Thalidomide victims head for courts
Thalidomide victims have vowed to fight in the courts for a better compensation deal from the state.
Survivors of the drug that caused foetal damage and life-long disabilities said they need extra medical care having reached their 50th birthdays - a milestone they never expected to achieve.
The Irish Thalidomide Association (ITA) also accused Taoiseach Enda Kenny, Tanaiste Eamon Gilmore and Health Minister James Reilly of "weaselling out" of pre-election commitments to meet their demands.
Maggie Woods, chairwoman, who turned 50 last Friday, will be one of the first to take action.
"The original miserly settlement offer delivered by the Irish state in 1975 was quantified on the basis that the ITA members would not survive into adulthood, never mind see the age of 50 years," she said.
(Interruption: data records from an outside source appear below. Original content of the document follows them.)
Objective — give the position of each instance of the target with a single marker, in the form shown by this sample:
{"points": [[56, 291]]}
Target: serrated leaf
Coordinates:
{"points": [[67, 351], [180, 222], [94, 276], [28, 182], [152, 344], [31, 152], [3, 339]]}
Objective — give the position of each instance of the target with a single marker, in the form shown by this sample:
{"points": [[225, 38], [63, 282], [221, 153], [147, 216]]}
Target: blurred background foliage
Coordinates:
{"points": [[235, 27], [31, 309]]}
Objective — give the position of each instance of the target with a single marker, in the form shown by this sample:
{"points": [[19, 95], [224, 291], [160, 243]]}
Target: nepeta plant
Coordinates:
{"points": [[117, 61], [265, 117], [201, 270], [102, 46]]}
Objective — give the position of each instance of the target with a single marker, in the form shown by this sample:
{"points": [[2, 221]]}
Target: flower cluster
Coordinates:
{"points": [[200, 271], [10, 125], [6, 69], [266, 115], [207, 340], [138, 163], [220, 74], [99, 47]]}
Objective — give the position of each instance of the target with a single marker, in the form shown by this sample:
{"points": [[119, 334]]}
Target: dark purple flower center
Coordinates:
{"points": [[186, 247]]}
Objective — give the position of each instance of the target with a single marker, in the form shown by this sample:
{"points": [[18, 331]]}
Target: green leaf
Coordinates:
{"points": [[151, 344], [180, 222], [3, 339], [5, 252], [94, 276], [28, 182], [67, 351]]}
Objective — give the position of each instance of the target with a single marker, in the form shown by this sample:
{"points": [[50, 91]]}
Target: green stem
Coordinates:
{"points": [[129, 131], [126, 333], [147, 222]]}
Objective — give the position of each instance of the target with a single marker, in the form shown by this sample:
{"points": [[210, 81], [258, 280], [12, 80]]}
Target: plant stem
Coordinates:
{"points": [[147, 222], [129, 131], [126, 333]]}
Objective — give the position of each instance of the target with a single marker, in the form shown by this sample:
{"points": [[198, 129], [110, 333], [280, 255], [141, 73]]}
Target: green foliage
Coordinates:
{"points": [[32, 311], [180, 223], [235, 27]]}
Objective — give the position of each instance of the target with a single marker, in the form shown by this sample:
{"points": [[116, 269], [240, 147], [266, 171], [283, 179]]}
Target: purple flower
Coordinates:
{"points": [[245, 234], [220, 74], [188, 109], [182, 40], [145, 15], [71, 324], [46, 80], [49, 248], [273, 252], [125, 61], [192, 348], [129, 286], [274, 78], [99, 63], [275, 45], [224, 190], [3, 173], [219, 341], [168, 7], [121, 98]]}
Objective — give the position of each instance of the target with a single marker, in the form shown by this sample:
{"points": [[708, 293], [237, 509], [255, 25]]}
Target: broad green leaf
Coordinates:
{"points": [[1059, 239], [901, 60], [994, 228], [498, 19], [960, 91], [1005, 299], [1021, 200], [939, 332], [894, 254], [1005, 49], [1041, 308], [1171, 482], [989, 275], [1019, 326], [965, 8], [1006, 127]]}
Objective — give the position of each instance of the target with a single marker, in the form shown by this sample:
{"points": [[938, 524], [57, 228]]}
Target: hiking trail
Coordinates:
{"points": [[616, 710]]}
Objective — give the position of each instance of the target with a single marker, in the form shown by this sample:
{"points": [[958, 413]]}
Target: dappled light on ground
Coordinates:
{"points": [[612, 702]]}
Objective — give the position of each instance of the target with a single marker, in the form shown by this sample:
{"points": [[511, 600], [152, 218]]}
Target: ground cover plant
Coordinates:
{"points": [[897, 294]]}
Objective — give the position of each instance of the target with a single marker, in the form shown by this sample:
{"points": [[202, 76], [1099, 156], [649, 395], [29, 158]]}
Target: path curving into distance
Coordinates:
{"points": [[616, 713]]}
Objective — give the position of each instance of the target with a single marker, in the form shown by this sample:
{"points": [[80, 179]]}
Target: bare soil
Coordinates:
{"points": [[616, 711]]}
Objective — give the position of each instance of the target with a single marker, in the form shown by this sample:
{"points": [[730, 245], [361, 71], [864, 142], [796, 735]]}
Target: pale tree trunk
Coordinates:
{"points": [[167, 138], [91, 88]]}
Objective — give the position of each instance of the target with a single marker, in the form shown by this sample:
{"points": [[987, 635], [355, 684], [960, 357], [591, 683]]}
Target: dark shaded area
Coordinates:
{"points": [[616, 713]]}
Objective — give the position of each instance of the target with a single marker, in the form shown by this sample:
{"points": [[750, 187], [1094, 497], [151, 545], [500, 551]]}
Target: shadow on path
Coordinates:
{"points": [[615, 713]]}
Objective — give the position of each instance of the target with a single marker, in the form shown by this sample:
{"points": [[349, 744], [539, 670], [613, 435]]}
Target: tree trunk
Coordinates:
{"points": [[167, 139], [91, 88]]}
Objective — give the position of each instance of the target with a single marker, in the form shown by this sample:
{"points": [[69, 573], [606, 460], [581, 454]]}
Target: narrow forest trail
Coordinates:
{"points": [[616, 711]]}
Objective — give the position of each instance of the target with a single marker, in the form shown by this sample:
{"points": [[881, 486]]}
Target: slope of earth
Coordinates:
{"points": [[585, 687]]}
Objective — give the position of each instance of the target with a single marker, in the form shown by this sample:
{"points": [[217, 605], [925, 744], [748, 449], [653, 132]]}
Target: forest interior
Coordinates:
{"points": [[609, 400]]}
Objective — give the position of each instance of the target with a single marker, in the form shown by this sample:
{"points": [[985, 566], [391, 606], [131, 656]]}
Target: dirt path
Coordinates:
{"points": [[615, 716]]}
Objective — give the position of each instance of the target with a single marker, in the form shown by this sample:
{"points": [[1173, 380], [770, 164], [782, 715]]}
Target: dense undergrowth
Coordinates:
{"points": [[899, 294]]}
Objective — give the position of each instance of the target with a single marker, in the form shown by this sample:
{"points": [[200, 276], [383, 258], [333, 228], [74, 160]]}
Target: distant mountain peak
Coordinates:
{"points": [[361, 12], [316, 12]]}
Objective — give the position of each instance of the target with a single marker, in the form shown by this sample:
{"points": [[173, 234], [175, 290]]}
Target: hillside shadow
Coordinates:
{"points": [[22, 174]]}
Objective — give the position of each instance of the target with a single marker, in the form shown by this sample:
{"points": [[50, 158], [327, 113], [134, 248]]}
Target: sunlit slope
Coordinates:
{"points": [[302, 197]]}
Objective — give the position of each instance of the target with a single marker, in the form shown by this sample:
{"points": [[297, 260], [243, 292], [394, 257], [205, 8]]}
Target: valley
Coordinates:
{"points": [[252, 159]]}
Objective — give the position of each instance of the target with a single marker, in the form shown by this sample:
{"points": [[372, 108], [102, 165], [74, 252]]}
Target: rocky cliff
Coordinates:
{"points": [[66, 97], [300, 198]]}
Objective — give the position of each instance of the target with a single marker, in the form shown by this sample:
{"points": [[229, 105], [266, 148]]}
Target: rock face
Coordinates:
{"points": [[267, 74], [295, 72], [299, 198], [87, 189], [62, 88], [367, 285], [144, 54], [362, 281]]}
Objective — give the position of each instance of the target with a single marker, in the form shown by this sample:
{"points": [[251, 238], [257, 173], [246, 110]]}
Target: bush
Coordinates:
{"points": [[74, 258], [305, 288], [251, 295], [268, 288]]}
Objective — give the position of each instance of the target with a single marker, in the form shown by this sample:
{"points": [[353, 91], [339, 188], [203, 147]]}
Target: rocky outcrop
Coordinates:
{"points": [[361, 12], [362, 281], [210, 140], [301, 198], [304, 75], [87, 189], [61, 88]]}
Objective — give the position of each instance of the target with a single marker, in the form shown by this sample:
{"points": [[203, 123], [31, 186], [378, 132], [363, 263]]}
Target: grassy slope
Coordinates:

"Our members, against all the odds, have contributed towards Irish society where they have led independent lives, but unfortunately in more recent years our members have seen their health decline with cardiac problems, joint difficulties etc, which have hit them hard.
"We have beaten the odds by surviving to age 50, similarly we will beat the odds by winning our legal actions against the resources of the Irish state by sheer determination and grit on our part which has served us well to date."
Dr Austin O'Carroll, ITA member, warned that Ms Woods "won't allow the Government to discriminate against them by weaselling out of the programme for government".
He added: "They picked on the wrong lady when they endeavoured to take advantage of both Maggie and indeed our members as she will be like a lioness protecting her cubs as she strives for justice for our members."
About 25 victims are this week lodging individual applications with the Injuries Board, which is expected to rule that all the cases should proceed through the High Court.